Thae was North Korea’s deputy envoy to the United Kingdom and, after his high-profile defection in 2016, South Korea’s intelligence agency gave him a job at its affiliated think tank.
But as Seoul pushed for a thaw in ties with the North, Thae left the think tank in May, saying he did not want to be a “burden”.
Soon after, Thae criticised Kim Jong Un during a press conference at the National Assembly, prompting Pyongyang to cancel high-level talks and blast the South for allowing “human scum” to speak.
One activist involved in planning Thae’s aborted New York trip said it was a political decision.
“If Thae goes there, Kim’s image would surely get tarnished, and that will most likely come back to Trump who said he trusts Kim.”
The U.S. State Department did not respond to Reuters’ request for comment, but officials have previously said they remain committed to human rights as an issue with North Korea.
Other defectors say they have also experienced a drop in support as South Korea and the United States seek to improve ties and officially end the 1950-53 Korean War.
The South Korean government has cracked down on defector groups who use balloons to send contraband and anti-Kim leaflets into North Korea.
One veteran journalist at the Chosun Ilbo, a major South Korean newspaper, was last month denied access by the South Korean government to cover a round of negotiations with North Korea because he was a defector.
An official at the newspaper referred to an editorial saying the ban on the journalist was part of the government’s censorship and maltreatment of defectors for the sake of the inter-Korean thaw.
The Unification Ministry said the ban was “inevitable” to ensure smooth talks, and it would make efforts to create conditions for defectors to resettle better. Minister Cho Myoung-gon has said he would make the same decision if the situation recurs.
And Choi Sung-guk, a defector who now draws cartoons about the life in North Korea, said he was asked to leave a radio show at TBS, a Seoul City-owned network supportive of the Moon administration, less than five minutes after criticising Kim.
“They asked how I felt about Kim coming to the South, and I said we should not be deceived by him because I don’t think he has changed,” Choi said.

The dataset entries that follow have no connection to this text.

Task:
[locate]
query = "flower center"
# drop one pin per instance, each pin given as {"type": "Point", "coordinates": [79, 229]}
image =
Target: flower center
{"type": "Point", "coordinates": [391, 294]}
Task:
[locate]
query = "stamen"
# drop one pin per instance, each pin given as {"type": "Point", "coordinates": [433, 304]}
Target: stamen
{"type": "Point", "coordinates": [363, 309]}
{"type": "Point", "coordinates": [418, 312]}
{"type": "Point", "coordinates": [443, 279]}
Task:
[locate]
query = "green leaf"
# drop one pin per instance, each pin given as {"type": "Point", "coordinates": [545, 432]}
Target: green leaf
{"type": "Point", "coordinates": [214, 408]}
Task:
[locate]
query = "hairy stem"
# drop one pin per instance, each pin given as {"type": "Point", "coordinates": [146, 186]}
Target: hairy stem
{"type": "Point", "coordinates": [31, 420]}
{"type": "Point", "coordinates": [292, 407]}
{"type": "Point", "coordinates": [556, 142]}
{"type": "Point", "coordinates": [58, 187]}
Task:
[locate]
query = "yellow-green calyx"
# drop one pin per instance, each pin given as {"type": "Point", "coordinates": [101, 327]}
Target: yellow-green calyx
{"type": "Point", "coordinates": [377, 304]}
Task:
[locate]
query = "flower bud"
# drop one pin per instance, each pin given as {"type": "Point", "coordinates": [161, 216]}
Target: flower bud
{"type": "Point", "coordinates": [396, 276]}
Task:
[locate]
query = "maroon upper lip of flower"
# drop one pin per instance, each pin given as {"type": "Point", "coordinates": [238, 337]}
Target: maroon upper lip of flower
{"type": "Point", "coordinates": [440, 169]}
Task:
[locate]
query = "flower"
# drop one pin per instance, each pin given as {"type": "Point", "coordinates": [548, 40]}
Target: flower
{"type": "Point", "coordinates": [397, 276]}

“But then my air-time was suddenly cut to one first sentence from what would have been a regular one hour otherwise.”
An official at TBS said Cho was not replaced because of his remarks but the network’s decision to air “better content”.
Under Kim, North Korea has been accused of widespread human rights abuses, including public executions, torture and prison camps where the United Nations estimate up to 120,000 people are held. Defectors risked their lives to cross the border in a journey that may entail persecution and slave labour, if caught and repatriated.
Pyongyang rejects those allegations.
“The Moon administration is even, unfortunately, cutting support for these marginalized groups and even trying to censor their voices,” said Alex Gladstein, chief strategy officer at the New York-based Human Rights Foundation, who met dozens of defectors during a visit to Seoul last month.
Controversy over the fate of 12 North Korean waitresses, several of whom say they were tricked by South Korean intelligence into defecting and now want to return home, has made some in the refugee community concerned about being forced to return to North Korea.
Seoul’s Unification Ministry has said the defection was voluntary, but said later it would consider returning them if the waitresses want, in what would be an unprecedented move.
South Koreans, including defectors, must seek government approval to visit the North. Some defectors have sneaked in via China and appeared on North Korean TV to criticise the South.
Another defector, Heo Seong-il, sought asylum in the United States in August, after facing years of what he says was harassment by the South Korean government, including a three-year jail term on espionage charges he says were false.
There was no immediate comment from the National Intelligence Service.
Heo hoped for a better life after Moon was sworn in, only to realise things could get worse for defectors as the president pushed for peace with the North.
“When I was in the North, the South was my emotional support, and I didn’t know it is a country where the government… can completely ignore a citizen’s life,” Heo, 36, told Reuters from the United States.
“I would rather live like a hobo here. I don’t see a future in South Korea.”